🤖 AI Summary
This study addresses the lack of systematic understanding regarding the evolutionary dynamics of multi-agent AI systems in real-world development and maintenance. Conducting the first large-scale empirical analysis of eight prominent open-source multi-agent systems, the work examines 42,000 code commits and over 4,700 resolved issues through repository mining, commit categorization, issue tracking, and statistical modeling. It characterizes three distinct development profiles—sustained, stable, and bursty—and quantifies the distribution of maintenance activities while identifying three core issue categories: coordination, infrastructure, and defects. The findings reveal that 40.8% of commits correspond to feature enhancements, 22% of issues are defects, and 10% pertain to coordination challenges, with median resolution times ranging from under one day to two weeks, indicating an active yet fragile maintenance ecosystem.
📝 Abstract
The rapid emergence of multi-agent AI systems (MAS), including LangChain, CrewAI, and AutoGen, has shaped how large language model (LLM) applications are developed and orchestrated.

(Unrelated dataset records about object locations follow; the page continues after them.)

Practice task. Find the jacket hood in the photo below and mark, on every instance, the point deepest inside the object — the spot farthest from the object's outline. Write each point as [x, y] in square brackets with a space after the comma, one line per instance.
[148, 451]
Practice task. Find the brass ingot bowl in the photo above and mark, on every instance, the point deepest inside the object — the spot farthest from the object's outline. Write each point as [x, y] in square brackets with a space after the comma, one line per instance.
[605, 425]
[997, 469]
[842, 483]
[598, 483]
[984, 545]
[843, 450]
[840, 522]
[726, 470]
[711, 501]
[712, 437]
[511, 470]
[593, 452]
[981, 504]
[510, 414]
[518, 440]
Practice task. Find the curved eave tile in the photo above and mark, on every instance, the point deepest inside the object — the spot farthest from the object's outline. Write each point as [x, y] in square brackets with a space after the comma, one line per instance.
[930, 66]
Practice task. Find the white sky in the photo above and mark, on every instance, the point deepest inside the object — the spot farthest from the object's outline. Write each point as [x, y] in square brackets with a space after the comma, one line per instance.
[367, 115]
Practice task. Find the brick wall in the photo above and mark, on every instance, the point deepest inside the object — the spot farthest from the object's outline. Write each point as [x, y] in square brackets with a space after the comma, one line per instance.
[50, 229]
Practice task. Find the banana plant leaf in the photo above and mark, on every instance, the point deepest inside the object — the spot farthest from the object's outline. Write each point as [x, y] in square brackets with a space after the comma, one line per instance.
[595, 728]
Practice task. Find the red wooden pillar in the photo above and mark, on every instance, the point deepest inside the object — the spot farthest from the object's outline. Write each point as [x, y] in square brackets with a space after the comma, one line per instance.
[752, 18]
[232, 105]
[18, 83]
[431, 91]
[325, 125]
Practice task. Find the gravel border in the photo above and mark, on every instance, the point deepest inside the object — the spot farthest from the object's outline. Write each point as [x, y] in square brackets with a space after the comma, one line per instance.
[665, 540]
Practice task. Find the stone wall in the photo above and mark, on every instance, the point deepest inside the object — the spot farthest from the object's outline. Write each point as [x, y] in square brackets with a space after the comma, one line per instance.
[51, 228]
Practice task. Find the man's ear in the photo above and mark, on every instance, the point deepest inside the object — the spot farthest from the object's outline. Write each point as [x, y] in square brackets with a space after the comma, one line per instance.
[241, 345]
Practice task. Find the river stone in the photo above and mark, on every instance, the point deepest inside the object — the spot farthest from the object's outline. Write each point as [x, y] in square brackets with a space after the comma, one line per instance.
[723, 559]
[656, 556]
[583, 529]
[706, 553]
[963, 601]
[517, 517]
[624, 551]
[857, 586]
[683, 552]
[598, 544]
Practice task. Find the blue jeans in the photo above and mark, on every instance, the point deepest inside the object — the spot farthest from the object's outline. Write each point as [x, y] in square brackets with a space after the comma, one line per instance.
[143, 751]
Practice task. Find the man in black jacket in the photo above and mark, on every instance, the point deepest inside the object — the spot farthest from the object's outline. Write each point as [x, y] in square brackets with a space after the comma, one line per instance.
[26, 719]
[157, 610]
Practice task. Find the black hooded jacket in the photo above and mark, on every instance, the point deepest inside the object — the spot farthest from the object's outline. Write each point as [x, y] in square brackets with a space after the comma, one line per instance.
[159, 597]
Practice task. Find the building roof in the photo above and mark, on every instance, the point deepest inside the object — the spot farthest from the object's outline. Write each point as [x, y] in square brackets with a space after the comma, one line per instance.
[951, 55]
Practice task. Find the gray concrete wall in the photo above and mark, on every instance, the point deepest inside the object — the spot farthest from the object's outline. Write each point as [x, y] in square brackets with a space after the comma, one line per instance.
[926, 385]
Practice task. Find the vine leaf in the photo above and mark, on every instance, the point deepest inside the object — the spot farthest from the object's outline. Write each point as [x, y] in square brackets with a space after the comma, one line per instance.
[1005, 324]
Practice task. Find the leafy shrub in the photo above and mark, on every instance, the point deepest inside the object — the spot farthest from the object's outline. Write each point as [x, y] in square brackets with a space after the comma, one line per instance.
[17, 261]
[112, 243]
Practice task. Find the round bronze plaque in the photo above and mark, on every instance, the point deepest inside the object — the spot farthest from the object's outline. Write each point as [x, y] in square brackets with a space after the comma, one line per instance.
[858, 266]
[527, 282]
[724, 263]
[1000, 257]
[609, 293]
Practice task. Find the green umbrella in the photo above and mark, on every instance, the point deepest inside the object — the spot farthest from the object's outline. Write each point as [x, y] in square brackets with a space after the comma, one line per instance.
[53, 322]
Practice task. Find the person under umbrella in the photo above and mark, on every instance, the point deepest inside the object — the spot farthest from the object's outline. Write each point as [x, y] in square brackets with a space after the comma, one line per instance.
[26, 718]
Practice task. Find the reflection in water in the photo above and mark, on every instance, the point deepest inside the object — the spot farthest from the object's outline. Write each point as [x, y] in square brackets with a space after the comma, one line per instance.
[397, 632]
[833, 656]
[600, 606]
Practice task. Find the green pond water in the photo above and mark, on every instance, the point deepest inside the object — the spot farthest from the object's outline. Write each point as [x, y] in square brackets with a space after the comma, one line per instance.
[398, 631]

However, little is known about how these systems evolve and are maintained in practice. This paper presents the first large-scale empirical study of open-source MAS, analyzing over 42K unique commits and over 4.7K resolved issues across eight leading systems. Our analysis identifies three distinct development profiles: sustained, steady, and burst-driven. These profiles reflect substantial variation in ecosystem maturity. Perfective commits constitute 40.8% of all changes, suggesting that feature enhancement is prioritized over corrective maintenance (27.4%) and adaptive updates (24.3%). Data about issues shows that the most frequent concerns involve bugs (22%), infrastructure (14%), and agent coordination challenges (10%). Issue reporting also increased sharply across all frameworks starting in 2023. Median resolution times range from under one day to about two weeks, with distributions skewed toward fast responses but a minority of issues requiring extended attention. These results highlight both the momentum and the fragility of the current ecosystem, emphasizing the need for improved testing infrastructure, documentation quality, and maintenance practices to ensure long-term reliability and sustainability.